Track errors on 3rd party systems or memory
Another thing that you need to deal with is how you’ll handle the error tracking, the first obvious option is to trust in 3rd party service like a redis
database, you’ll only need a key to increment with TTL. But with this approach you’ll create a shared resource, that is an antipattern of stability too, if your redis
goes down your entire application will go down too? You’ll deal with the famous “Quis custodiet ipsos custodes?“ because your connection with redis
will be not faulted tolerant.

The second option is to save this error tracking in memory, you have some kind of structure that stores the count and the timing, but when working with an application handling a lot of operations you can have memory problems storing this structures in memory, I know that for 95% of the cases this is not a problem today, but if you’re dealing with low memory applications it may be a problem.
In some cases, you may want to use the Redis way for some reason, in this case, I recommend using a memory circuit breaker to watch the redis
connection, in other cases I think in memory track the best way to solve this problem.
Observability
Observability is another important thing when working with a circuit breaker too, if your circuit opens, it can save your application for some errors, but the true magic stands when this information can be used by your stakeholders and by other applications to change its behavior automatically, for example, if your circuit that handles your 3rd payment partner closes you can hide your payment tab in the mobile app.
You need to provide the status of your circuits (or a group of them, like, all circuit that handles some 3rd partner or critical operation when saving an invoice) somewhere, it can be simple as providing it in your healthcheck
route, but when providing it in an endpoint it can lead to some problem if another application needs to check your circuit breaker status every time that will do an operation.

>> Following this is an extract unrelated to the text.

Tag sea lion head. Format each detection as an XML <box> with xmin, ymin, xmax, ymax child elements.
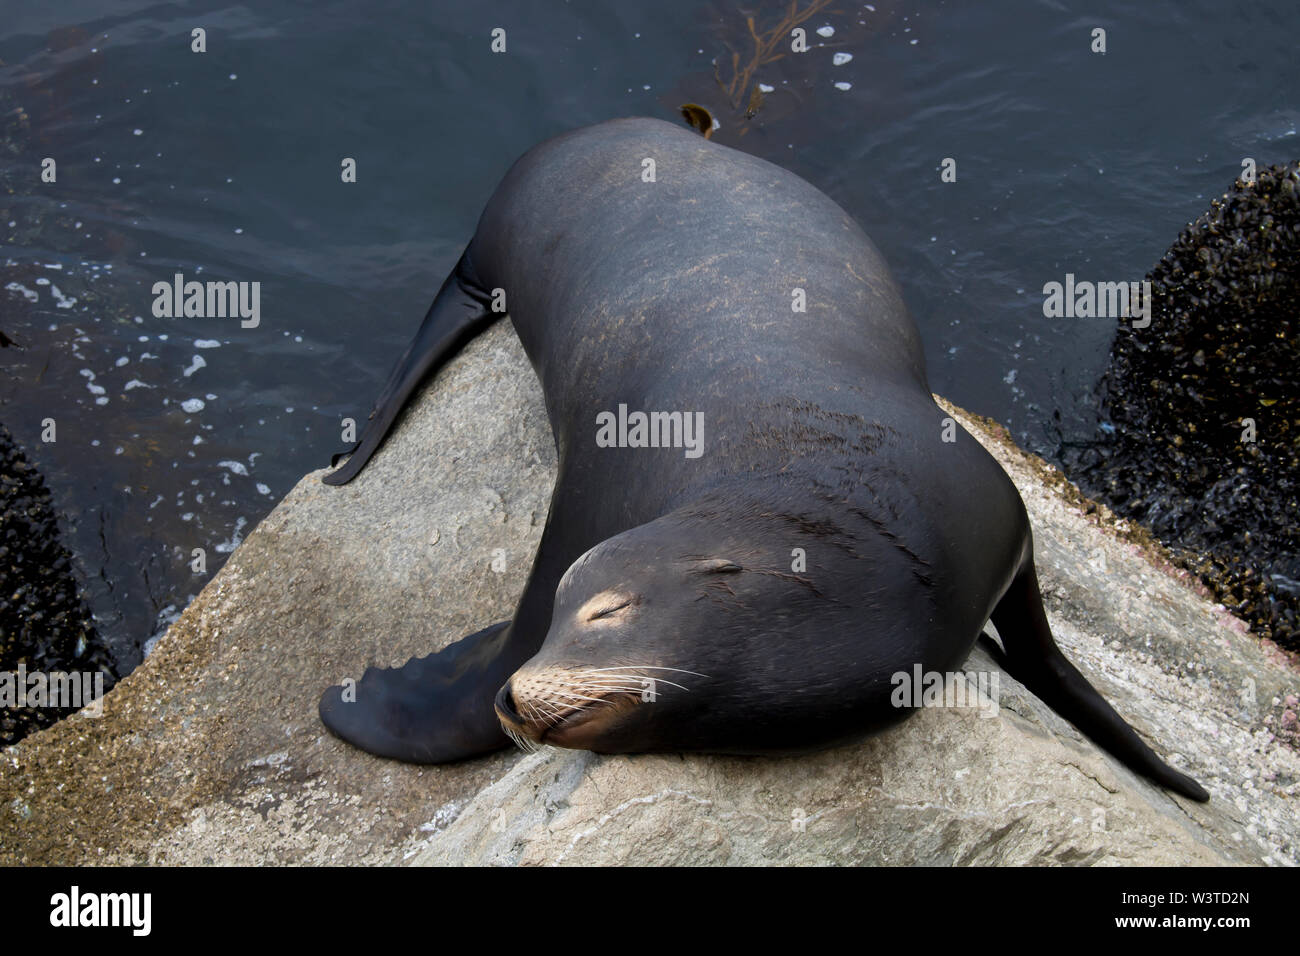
<box><xmin>494</xmin><ymin>490</ymin><xmax>933</xmax><ymax>754</ymax></box>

A good approach is to put a notification message at your favorite message broken, if an application is interested in this message it reads and takes its own decisions. Another solution that can be considered is building a “circuit breaker control pane” an application that knows the state of all circuit breakers of your company, but it will lead you to a great bus factor issue.
It’s important to show the circuit breaker switching is states and actual states for human too, and will be good to put it in your Grafana, in some cases a bot that notifies your Slack channel, and integrates it with your alarm system like OpsGenie.

Service Mesh
Code a circuit breaker logic for all applications can be frustrating and even if you’re using a library it can be boring to install it and set up in every application, thinking about that all that boring stuff about repeated logic in the application level, service mesh was created and one thing that almost all service mesh system has in its sidecars is the circuit breaker, if you’re using any service mesh, you don’t need to code it at the application level.
But I know that service mesh technologies is not a reality for a lot of companies today, and start putting your circuit breakers at code level can be a good way to start using it.
Conclusion
The circuit breaker is a good pattern that can bring to your applications an improvement in its stability. It’s worth to start using it and launch a stability culture at your companies if it hasn’t already.